Я думаю, что логика истории приводит нас сегодня и к новому пониманию гуманизма как к конкретному поступку каждого человека в системе самых сложных общественных отношений. Горский поэт наш, Кайсын Кулиев, сказал:

Легко любить все человечество —

Соседа полюбить сумей...

Есть определенная цепь зависимости между явлениями духовной жизни личности, народа, нации. Нельзя любить все человечество и быть шовинистом — надо любить и “соседа”. Нельзя, уважая права соседней личности, права своей духовной конституции, нарушать права другого народа, другой культуры.

Гуманизм реальный, а не утопия — вот девиз нашего времени. И там, где он обнаруживает трещину, дает течь, он идет ко дну сам и увлекает за собой тех, кто еще вчера готов был верить в его самые несбыточные фантазии.

Я опять возвращаюсь к примеру из жизни. Некий Млакар Метод — старик из местечка, недалеко от Церкно в Словении, спрятал раненых партизан в глубоком скалистом каньоне под самым боком у немецкого гарнизона. Почему больница “Франя” не была обнаружена? Потому что еду и лекарства старик ночами носил, карабкаясь по пояс в ледяной воде вверх по ручью, чтобы овчарки не напали на след... Раненый, с ревматизмом ног, он до сих пор живет в лесу, недалеко от каньона. О нем мало кто знает. Мало кто знает о человеке, который равен подвигом своим Христу, который ходил “по воде, ако по суху”. И Млакар ходил по воде. Но не так, как легендарный Иисус, — вода не держала грешного старика, — он шел, карабкался, падал в горную реку. Но подымался вверх. 500 человек осталось жить потому, что был человек, которому ничего не надо было от них — благодарности, наград, памяти. Я говорил с ним, видел его узловатые руки крестьянина, его голубые глаза. Я сказал, что напишу о нем. Он удивился: “Зачем?”.

* * *

В. Шкловский как-то заметил: “Толстой, ведя дневники, всю жизнь задавал себе задачу, как бы, сняв обычное представление о красивом, увидеть точно и ясно все то, что окружало его... Толстовские пейзажи-записи красивы, но красивы они по-новому и именно тем, что в них введены прежде не эстетизированные моменты; они увидены как бы внезапно проснувшимся человеком”. Эти сравнения и образы со страниц дневника не перенесены в художественную его прозу. Но так бывало всегда, когда новое качество литературы еще только “стучится” изнутри в стены законченной системы...

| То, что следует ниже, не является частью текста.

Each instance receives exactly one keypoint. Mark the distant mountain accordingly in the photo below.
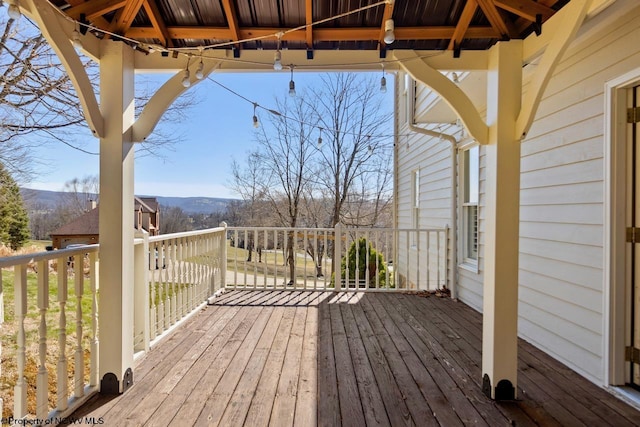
(42, 199)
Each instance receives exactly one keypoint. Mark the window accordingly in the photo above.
(470, 191)
(415, 205)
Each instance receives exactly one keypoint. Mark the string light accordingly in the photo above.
(14, 10)
(277, 59)
(389, 35)
(186, 79)
(76, 41)
(256, 123)
(199, 71)
(292, 84)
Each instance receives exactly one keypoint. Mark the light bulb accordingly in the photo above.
(389, 36)
(292, 88)
(76, 41)
(186, 80)
(199, 72)
(277, 61)
(14, 10)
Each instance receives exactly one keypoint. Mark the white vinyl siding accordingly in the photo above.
(562, 195)
(562, 199)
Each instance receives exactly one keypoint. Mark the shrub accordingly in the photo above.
(376, 264)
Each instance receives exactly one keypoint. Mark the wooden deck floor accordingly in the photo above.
(309, 358)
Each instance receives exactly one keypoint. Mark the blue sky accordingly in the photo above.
(218, 129)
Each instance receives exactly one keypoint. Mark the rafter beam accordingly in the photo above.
(308, 12)
(463, 23)
(387, 14)
(151, 7)
(232, 19)
(494, 17)
(95, 8)
(319, 34)
(526, 9)
(126, 15)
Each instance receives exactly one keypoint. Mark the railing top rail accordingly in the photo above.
(185, 234)
(46, 256)
(344, 228)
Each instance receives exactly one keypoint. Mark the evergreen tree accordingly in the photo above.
(14, 221)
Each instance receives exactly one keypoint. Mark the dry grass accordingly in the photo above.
(8, 335)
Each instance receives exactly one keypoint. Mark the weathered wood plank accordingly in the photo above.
(328, 405)
(217, 402)
(372, 403)
(350, 402)
(307, 403)
(259, 412)
(394, 401)
(284, 405)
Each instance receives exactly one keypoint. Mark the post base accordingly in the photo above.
(109, 384)
(504, 390)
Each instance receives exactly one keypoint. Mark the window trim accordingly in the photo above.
(465, 261)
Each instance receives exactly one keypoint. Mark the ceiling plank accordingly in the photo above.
(387, 14)
(95, 8)
(308, 7)
(151, 7)
(463, 23)
(232, 19)
(527, 9)
(492, 14)
(320, 34)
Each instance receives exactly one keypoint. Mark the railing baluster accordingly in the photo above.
(20, 291)
(95, 343)
(42, 381)
(79, 354)
(62, 388)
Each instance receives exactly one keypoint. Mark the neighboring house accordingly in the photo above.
(84, 229)
(578, 177)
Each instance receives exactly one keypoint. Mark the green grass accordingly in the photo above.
(8, 334)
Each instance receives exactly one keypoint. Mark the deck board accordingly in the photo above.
(287, 358)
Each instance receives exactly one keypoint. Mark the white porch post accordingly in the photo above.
(501, 231)
(116, 217)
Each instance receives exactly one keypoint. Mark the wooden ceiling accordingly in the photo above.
(253, 24)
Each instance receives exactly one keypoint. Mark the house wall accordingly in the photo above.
(562, 285)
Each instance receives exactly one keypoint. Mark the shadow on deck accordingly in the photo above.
(311, 358)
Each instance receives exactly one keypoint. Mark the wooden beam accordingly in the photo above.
(151, 7)
(308, 7)
(526, 9)
(232, 19)
(125, 16)
(387, 14)
(494, 17)
(319, 34)
(463, 23)
(95, 8)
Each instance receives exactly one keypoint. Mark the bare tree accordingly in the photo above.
(355, 150)
(38, 103)
(285, 153)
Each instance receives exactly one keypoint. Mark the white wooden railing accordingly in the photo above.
(184, 269)
(381, 259)
(39, 322)
(52, 316)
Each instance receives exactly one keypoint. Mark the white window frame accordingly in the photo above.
(469, 194)
(415, 205)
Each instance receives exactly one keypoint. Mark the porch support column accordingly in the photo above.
(116, 217)
(501, 220)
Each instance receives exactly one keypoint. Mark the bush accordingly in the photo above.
(377, 266)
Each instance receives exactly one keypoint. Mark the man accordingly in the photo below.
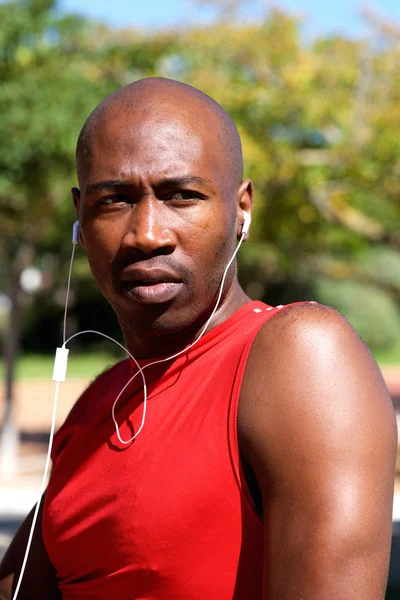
(265, 466)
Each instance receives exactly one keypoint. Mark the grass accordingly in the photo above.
(391, 356)
(83, 366)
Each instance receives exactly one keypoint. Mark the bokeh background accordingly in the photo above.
(314, 89)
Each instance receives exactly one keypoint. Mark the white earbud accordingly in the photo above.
(75, 232)
(246, 223)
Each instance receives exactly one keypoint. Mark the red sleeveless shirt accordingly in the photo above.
(167, 516)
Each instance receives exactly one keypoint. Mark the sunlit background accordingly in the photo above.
(315, 91)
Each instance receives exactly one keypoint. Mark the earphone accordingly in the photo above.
(246, 223)
(60, 368)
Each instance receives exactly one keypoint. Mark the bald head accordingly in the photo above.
(159, 99)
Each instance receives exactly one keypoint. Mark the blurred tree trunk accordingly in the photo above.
(9, 433)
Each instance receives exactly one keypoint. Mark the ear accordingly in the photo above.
(245, 195)
(76, 197)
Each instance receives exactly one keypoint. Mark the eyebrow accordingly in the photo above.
(112, 184)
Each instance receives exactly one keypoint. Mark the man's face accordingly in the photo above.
(158, 220)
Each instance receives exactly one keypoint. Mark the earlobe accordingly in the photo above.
(77, 235)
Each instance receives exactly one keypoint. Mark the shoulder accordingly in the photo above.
(310, 377)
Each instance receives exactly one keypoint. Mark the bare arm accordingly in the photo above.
(318, 428)
(39, 579)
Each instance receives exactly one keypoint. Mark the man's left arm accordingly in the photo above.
(317, 426)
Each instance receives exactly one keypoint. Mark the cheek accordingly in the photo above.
(101, 243)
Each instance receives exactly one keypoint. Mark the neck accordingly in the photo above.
(152, 344)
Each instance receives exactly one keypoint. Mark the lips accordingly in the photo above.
(150, 286)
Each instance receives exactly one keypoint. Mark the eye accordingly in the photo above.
(114, 199)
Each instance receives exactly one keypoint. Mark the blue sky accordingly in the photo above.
(320, 16)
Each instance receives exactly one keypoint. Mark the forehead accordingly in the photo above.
(151, 147)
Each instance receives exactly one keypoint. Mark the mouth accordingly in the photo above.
(150, 286)
(151, 293)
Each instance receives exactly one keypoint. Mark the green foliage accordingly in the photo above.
(373, 314)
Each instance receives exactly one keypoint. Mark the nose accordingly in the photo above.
(149, 231)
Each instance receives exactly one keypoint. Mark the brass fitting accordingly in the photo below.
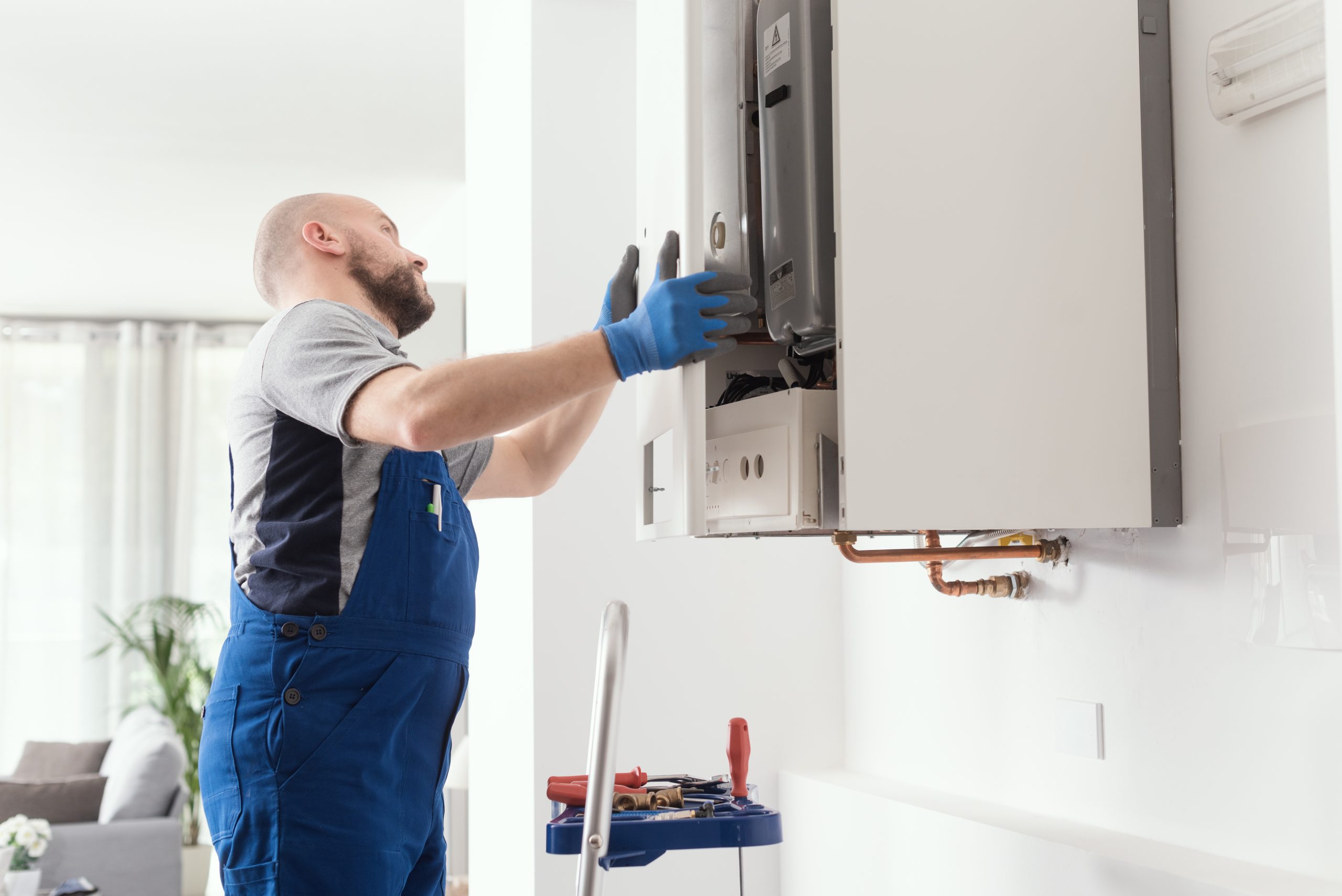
(1053, 550)
(669, 798)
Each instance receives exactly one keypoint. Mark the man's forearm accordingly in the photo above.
(552, 441)
(465, 400)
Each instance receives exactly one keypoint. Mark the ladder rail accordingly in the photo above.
(605, 718)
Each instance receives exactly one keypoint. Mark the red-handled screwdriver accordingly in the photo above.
(575, 794)
(635, 779)
(739, 754)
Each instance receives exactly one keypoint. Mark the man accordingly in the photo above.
(325, 739)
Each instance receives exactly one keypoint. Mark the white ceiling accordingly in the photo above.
(142, 141)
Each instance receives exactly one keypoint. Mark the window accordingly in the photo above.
(113, 489)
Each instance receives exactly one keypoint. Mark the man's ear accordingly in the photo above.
(324, 239)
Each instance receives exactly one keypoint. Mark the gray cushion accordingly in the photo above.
(144, 768)
(42, 760)
(62, 801)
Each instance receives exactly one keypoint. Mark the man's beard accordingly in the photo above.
(399, 294)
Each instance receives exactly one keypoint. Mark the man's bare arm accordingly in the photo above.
(461, 402)
(531, 459)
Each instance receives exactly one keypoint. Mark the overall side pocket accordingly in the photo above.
(219, 789)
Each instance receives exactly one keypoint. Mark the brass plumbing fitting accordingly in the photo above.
(1008, 585)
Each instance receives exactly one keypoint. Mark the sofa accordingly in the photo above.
(135, 846)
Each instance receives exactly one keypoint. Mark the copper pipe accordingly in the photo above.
(992, 587)
(1010, 585)
(935, 553)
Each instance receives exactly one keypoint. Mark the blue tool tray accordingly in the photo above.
(636, 840)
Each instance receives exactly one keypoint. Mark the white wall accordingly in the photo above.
(1211, 742)
(718, 630)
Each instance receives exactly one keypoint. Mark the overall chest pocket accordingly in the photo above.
(440, 573)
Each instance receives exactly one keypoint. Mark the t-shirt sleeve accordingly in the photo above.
(319, 357)
(466, 463)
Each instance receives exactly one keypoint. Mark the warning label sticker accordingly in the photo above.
(783, 285)
(777, 44)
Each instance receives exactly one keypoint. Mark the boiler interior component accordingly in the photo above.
(771, 463)
(730, 143)
(797, 168)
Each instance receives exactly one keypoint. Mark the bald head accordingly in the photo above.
(341, 249)
(279, 241)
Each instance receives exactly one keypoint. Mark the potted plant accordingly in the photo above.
(163, 632)
(29, 839)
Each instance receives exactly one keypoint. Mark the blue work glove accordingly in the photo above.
(681, 320)
(622, 293)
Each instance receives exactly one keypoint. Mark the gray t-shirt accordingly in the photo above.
(304, 489)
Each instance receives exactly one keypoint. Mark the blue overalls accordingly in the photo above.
(325, 741)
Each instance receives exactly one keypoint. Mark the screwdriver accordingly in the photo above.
(739, 761)
(739, 755)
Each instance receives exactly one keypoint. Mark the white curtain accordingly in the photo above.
(113, 490)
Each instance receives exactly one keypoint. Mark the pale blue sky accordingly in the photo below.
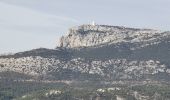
(28, 24)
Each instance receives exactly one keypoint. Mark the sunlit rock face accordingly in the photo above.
(95, 35)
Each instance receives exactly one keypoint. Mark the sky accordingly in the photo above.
(30, 24)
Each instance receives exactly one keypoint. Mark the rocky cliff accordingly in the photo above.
(97, 35)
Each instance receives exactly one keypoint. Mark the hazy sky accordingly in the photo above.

Так, Пушкин (я писал об этом в “Книге про стихи”) оставил в черновиках “Медного всадника” открытие им нового Петербурга (проситель, проститутки, сиротливые часовые, ночная снежная вьюга) — то, что потом будет использовано Некрасовым, поздним Блоком! Именно это Пушкин и... вычеркивал. Есть уже потребность в новом видении жизни, но этому видению еще “рано”.

Так было и у Толстого. В дневниковых записях природа дана глазами мужика. “Рожь начинает колоситься трубкой...”, “тополи бледными сторонами листьев выворочены”.

Потом будет у Твардовского: “...хрипят простуженные кони”... В поэзию пришел сам народ, в сцене фронтового быта “простуженного” коня мог заметить только крестьянин...

А “вывороченные листья тополя” — это уже, конечно, точность рационального плана, наблюдательность Заболоцкого, в прозе — может быть, Олеши или Катаева, по-своему — в стихах Пастернака (“лист смородины груб и матерчат”).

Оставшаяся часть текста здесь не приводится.